Chinese technology company Lenovo Group announced Thursday that its net income for the quarter ended December 31, 2016 slumped 67 percent to $98 million, mainly due to increased costs of main components, business transformation and overseas expansion.
Revenue fell 6 percent to $12.17 billion, according to a statement to the Hong Kong Stock Exchange.
Pre-tax profit plummeted 68 percent to $101 million due to the transformation of its mobile and data center business, said Lenovo, noting that the move is expected to drive profit growth.
The limited supply of many products drove up costs for components, the company said.
The explosion of Samsung’s Galaxy Note 7s sent a warning to smartphone manufacturers to use high-quality components, leading them to use powerful suppliers. That meant limited supplies and higher prices, said Xiang Ligang, chief executive of telecom industry portal cctime.com.
“In addition to Lenovo, domestic smartphone manufacturers such as OPPO and Huawei also reported higher component costs,” he told the Global Times on Thursday.
Marketing expenses for new smartphones increased as the group sought to expand the Moto smartphone brand to other countries and regions, according to the statement.
Though the expansion of the smartphone business is costly, it is the right strategic choice, as intelligence is the direction of the information and telecommunications industry, Xiang said.
In October 2014, Lenovo acquired Motorola Mobility for $2.91 billion, after which the company became the world’s third-largest smartphone manufacturer.
The sales of Moto products steadily grew, with volume increasing 20 percent from the previous quarter.

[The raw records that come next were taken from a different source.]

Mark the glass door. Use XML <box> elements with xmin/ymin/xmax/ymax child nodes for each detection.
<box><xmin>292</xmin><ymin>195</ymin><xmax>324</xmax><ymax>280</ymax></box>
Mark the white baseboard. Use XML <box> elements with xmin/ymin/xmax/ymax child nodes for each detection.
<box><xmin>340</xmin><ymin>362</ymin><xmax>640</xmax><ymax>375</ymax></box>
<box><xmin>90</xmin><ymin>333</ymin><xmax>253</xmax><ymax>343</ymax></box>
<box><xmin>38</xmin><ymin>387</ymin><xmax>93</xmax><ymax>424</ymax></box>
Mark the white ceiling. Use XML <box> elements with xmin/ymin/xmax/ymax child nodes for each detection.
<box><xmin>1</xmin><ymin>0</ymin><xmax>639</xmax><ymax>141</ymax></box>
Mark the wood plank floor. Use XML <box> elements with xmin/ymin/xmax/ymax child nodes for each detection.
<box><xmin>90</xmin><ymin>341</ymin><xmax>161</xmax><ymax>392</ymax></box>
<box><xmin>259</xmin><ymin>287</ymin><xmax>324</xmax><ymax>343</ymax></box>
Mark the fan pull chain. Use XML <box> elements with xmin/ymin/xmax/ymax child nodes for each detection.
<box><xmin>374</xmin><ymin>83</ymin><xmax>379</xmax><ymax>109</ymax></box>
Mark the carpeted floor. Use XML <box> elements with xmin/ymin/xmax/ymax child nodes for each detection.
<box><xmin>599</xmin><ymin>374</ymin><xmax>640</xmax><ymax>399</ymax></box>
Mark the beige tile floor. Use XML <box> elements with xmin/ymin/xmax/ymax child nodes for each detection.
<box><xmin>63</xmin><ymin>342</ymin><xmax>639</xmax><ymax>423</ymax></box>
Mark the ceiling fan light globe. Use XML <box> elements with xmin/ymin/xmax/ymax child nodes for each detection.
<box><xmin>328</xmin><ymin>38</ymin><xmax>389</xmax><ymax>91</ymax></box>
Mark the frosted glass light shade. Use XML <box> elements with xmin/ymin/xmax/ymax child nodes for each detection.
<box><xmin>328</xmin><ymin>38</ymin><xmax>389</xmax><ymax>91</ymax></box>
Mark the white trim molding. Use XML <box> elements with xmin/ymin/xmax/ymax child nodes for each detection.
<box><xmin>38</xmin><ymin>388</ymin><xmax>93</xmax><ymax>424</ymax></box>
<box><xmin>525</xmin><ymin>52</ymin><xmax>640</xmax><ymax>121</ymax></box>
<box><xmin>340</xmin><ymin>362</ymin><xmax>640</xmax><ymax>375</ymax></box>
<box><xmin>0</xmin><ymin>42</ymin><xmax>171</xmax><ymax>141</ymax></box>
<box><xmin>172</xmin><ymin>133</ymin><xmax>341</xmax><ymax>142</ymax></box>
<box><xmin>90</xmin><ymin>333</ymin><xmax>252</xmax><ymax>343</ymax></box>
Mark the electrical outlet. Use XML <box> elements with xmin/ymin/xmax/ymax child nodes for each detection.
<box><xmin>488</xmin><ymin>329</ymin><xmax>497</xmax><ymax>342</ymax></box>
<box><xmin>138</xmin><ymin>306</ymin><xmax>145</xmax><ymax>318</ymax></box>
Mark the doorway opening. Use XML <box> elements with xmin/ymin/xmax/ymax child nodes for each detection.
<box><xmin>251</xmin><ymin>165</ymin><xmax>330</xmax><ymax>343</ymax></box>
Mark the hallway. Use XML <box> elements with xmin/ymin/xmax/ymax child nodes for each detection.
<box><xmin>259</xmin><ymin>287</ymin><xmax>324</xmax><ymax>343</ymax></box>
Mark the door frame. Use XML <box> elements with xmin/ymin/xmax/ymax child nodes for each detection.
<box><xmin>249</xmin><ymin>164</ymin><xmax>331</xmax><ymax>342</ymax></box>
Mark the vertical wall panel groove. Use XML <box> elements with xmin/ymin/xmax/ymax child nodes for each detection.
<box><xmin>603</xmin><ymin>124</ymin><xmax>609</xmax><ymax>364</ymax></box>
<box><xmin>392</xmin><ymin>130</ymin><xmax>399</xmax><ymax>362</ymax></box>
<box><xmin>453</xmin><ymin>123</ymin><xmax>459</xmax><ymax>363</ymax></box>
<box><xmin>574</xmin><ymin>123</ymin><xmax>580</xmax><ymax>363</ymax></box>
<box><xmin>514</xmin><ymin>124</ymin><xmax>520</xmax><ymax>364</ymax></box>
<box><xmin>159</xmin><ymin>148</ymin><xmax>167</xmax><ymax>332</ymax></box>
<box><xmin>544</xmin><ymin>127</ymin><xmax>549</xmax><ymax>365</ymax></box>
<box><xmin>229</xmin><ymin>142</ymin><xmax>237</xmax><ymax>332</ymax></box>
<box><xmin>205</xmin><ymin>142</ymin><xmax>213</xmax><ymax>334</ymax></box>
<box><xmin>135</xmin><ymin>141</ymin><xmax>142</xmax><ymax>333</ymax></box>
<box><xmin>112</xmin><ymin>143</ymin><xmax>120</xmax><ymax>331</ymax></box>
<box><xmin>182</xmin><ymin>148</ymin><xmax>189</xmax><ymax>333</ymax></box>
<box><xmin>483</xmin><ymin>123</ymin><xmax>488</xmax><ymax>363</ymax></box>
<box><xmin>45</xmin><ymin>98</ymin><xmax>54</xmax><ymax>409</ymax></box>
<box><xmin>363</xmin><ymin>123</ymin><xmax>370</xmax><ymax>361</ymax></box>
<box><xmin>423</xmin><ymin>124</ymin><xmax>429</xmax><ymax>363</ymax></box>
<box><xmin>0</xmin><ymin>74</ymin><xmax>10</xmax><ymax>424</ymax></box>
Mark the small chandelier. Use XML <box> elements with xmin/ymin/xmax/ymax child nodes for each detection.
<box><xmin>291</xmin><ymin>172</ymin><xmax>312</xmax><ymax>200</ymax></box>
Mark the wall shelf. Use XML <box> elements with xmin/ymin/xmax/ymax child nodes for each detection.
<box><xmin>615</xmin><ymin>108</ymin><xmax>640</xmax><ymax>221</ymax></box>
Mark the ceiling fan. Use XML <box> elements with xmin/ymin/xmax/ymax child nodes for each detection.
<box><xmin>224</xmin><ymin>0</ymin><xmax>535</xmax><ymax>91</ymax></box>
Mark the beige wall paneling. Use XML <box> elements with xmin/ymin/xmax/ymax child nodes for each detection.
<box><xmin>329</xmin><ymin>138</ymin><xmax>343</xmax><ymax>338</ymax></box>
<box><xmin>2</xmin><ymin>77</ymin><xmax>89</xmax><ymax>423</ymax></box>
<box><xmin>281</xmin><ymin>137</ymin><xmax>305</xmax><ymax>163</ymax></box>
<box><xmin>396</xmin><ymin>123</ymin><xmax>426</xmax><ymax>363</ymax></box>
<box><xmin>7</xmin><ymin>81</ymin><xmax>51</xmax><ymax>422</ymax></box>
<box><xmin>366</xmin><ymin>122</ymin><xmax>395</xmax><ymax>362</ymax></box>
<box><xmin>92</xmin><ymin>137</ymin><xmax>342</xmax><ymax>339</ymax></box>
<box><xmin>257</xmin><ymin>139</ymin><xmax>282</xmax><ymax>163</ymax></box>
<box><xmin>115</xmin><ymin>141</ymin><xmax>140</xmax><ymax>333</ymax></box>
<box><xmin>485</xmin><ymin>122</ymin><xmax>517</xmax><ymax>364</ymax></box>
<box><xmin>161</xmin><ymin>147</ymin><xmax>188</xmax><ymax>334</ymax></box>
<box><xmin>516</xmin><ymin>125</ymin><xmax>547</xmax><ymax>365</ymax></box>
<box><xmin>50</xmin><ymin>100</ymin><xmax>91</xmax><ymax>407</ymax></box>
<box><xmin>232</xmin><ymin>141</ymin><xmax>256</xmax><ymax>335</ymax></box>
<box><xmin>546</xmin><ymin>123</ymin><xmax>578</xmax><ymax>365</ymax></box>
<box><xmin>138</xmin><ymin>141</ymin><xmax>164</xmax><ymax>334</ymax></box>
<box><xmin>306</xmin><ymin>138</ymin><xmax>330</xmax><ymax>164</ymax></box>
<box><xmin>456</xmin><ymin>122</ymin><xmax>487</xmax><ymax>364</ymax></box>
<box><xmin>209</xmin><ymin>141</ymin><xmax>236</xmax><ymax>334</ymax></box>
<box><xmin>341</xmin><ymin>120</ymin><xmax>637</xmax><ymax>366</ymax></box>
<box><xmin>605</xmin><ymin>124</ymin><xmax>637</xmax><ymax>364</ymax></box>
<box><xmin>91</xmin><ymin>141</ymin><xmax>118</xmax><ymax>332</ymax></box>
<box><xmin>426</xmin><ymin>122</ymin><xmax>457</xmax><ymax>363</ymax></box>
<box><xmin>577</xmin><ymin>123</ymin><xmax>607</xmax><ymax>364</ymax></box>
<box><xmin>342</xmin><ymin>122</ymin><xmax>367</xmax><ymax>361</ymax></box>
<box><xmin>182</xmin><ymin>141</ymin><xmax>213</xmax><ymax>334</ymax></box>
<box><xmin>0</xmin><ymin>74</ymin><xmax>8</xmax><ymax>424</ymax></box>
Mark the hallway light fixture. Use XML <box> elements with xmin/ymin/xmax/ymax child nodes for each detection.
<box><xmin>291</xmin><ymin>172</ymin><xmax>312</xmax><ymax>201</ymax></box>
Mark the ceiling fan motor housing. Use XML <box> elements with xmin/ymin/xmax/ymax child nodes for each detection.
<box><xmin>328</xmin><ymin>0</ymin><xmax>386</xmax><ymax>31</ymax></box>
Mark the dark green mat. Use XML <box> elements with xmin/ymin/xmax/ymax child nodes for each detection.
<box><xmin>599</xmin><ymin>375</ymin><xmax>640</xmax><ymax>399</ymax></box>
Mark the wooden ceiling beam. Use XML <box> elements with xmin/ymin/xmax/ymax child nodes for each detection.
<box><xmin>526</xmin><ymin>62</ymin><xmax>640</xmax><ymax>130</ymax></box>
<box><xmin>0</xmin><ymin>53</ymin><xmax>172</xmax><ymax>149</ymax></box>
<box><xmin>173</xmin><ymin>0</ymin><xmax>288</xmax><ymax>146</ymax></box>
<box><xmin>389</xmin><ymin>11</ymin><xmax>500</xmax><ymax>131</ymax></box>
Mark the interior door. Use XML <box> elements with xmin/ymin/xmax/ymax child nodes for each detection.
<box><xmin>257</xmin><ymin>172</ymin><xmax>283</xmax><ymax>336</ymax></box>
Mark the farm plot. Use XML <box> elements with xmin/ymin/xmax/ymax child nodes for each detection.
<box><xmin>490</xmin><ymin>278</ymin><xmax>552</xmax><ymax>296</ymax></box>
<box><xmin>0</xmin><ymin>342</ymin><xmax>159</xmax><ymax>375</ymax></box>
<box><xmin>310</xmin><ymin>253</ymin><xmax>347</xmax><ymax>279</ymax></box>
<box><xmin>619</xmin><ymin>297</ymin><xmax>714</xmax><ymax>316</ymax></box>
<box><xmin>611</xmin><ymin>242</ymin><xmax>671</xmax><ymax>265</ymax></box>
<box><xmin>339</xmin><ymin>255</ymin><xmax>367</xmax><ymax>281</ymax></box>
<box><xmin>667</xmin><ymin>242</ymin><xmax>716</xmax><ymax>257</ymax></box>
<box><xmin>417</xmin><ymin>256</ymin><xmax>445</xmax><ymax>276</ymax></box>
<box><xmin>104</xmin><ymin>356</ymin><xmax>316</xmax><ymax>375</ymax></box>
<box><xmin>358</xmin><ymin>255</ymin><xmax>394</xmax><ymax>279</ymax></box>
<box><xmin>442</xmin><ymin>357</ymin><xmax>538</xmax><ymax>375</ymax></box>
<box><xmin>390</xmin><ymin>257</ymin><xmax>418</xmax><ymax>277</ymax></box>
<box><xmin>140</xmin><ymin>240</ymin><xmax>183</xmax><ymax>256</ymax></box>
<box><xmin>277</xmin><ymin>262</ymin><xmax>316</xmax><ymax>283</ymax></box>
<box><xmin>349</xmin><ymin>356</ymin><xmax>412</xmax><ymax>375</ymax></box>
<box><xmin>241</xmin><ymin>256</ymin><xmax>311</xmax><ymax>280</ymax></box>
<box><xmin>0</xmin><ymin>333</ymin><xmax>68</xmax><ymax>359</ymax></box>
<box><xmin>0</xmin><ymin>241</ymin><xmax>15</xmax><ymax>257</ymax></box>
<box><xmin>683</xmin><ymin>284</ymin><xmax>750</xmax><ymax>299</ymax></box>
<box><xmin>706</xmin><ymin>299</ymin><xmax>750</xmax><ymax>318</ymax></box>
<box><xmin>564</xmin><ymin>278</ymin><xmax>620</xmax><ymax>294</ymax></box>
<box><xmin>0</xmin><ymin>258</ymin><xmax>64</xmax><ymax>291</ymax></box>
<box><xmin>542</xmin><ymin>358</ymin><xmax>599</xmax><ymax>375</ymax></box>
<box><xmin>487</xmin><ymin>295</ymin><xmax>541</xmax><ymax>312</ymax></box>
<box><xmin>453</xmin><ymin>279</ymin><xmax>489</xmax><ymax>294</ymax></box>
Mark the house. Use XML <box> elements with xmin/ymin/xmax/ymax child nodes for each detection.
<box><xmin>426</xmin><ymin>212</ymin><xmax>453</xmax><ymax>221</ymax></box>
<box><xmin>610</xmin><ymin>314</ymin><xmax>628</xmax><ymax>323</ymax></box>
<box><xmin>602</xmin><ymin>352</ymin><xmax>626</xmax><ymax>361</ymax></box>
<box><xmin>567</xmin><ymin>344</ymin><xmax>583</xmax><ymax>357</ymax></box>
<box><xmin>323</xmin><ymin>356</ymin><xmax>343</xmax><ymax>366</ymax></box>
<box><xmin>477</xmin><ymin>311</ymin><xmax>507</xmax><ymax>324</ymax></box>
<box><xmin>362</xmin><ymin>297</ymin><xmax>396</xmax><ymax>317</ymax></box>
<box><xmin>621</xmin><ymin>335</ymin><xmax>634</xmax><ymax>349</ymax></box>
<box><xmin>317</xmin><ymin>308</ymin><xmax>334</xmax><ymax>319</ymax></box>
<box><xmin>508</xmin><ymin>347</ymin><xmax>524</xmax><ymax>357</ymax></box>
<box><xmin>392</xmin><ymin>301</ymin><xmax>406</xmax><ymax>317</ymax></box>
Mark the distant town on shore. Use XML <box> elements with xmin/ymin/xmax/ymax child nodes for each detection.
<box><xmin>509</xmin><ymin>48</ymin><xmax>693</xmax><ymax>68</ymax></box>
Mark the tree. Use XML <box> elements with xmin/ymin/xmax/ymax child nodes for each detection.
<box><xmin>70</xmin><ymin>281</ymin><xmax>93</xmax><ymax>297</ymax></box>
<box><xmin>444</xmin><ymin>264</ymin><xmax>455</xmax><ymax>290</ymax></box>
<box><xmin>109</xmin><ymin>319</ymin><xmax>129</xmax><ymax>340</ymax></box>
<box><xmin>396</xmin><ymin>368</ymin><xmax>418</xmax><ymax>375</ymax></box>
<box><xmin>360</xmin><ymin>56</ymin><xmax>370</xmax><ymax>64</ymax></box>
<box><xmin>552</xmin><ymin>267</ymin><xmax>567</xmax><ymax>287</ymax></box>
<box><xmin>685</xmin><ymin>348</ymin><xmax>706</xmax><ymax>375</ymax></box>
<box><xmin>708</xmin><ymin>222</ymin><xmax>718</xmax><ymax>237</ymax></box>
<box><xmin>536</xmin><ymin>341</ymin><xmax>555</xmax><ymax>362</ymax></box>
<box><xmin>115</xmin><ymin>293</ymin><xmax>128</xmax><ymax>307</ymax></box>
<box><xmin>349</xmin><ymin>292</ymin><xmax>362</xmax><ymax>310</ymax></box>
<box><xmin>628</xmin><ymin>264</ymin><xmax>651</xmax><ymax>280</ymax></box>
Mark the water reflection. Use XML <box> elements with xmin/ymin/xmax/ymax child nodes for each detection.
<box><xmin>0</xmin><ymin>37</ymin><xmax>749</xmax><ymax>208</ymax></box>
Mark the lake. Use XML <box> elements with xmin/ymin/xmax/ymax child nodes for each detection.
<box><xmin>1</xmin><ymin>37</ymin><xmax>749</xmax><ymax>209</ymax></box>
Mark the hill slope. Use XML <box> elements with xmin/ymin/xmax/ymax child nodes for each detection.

The market share of the group’s personal computer (PC) and tablet PC business ranked the top in the world, with the market share of its PC business rising 0.8 percentage point to 22.4 percent, said the statement.
Sales of its gaming PCs increased 70 percent year-on-year and PCs targeted at millennials saw growth of 258 percent.
The mobile business posted strong growth in key markets.
In China, in the third fiscal quarter, Lenovo recorded consolidated sales of US$3.5 billion, a two percent decrease year-over-year, but an eight percent increase quarter-to-quarter. China represented 28.5 percent of the Company’s total worldwide third quarter sales. Pre-tax income in China increased eight percent to US$180 million year-over-year, with pre-tax income margin gaining half-a point to 5.2 percent.
In Asia Pacific, Lenovo had consolidated sales in the third fiscal quarter of US$1.7 billion, a decrease of 14 percent year-over-year, representing 14 percent of the Company’s total worldwide sales. The region had a pre-tax loss of US$41 million and a pre-tax loss margin of 2.4 percent.
In Europe, Middle East and Africa, consolidated sales in the third fiscal quarter declined 2.7 percent year-over-year to US$3.4 billion, but increased a robust 23 percent quarter-to-quarter, or 27.6 percent of the Company’s total worldwide sales. The pre-tax loss was US$102 million with a pre-tax loss margin of three percent.
In the Americas, consolidated sales were US$3.6 billion, down eight percent year-over-year, or 29.9 percent of Lenovo’s total worldwide sales during the third fiscal quarter. Pre-tax income was US$39 million, with a pre-tax income margin of 1.1 percent.
The company forecast that uncertainties in macroeconomic environment and limited supply of major components will continue to pose challenges.